On the 27th October, 1899, Captain FitzClarence led his squadron from Mafeking across the open, and made a night attack with the bayonet on one of the enemy’s trenches. A hand-to-hand fight took place in the trench, while a heavy fire was concentrated on it from the rear. The enemy was driven out with heavy loss. Captain FitzClarence was the first man into the position and accounted for four of the enemy with his sword. The British lost 6 killed and 9 wounded. Captain FitzClarence was himself slightly wounded. With reference to these two actions, Major-General Baden-Powell states that had this Officer not shown an extraordinary spirit and fearlessness the attacks would have been failures, and we should have suffered heavy loss both in men and prestige.
On the 26th December, 1899, during the action at Game Tree, near Mafeking, Captain FitzClarence again distinguished himself by his coolness and courage, and was again wounded (severely through both legs).

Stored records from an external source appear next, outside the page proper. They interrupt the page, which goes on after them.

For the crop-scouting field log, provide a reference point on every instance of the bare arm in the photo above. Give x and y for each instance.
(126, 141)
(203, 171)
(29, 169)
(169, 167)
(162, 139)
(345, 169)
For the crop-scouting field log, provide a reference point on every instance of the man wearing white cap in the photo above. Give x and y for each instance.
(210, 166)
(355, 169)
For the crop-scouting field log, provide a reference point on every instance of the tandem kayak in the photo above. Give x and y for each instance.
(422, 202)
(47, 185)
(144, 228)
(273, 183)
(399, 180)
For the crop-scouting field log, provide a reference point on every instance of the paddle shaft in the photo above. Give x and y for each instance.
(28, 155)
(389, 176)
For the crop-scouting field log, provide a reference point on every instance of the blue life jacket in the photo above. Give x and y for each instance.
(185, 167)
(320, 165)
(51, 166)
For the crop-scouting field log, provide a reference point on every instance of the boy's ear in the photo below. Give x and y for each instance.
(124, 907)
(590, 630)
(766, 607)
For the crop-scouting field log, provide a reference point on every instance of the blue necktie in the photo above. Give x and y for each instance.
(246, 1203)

In 1904, Charles succeeded to the command of the 1st Bn Irish Guards. At the outbreak of the First World War he was promoted to Brigadier General, and in September 1914 took command of the 1st Guards’ Brigade with the British Expeditionary Force. In this role, he played an important role in the First Battle of Ypres, choosing to engage on 31 October 1914 in an action which a contemporary considered ‘saved the day.’ The fighting continued, however, and Charles was killed while leading a night attach on 11-12 November.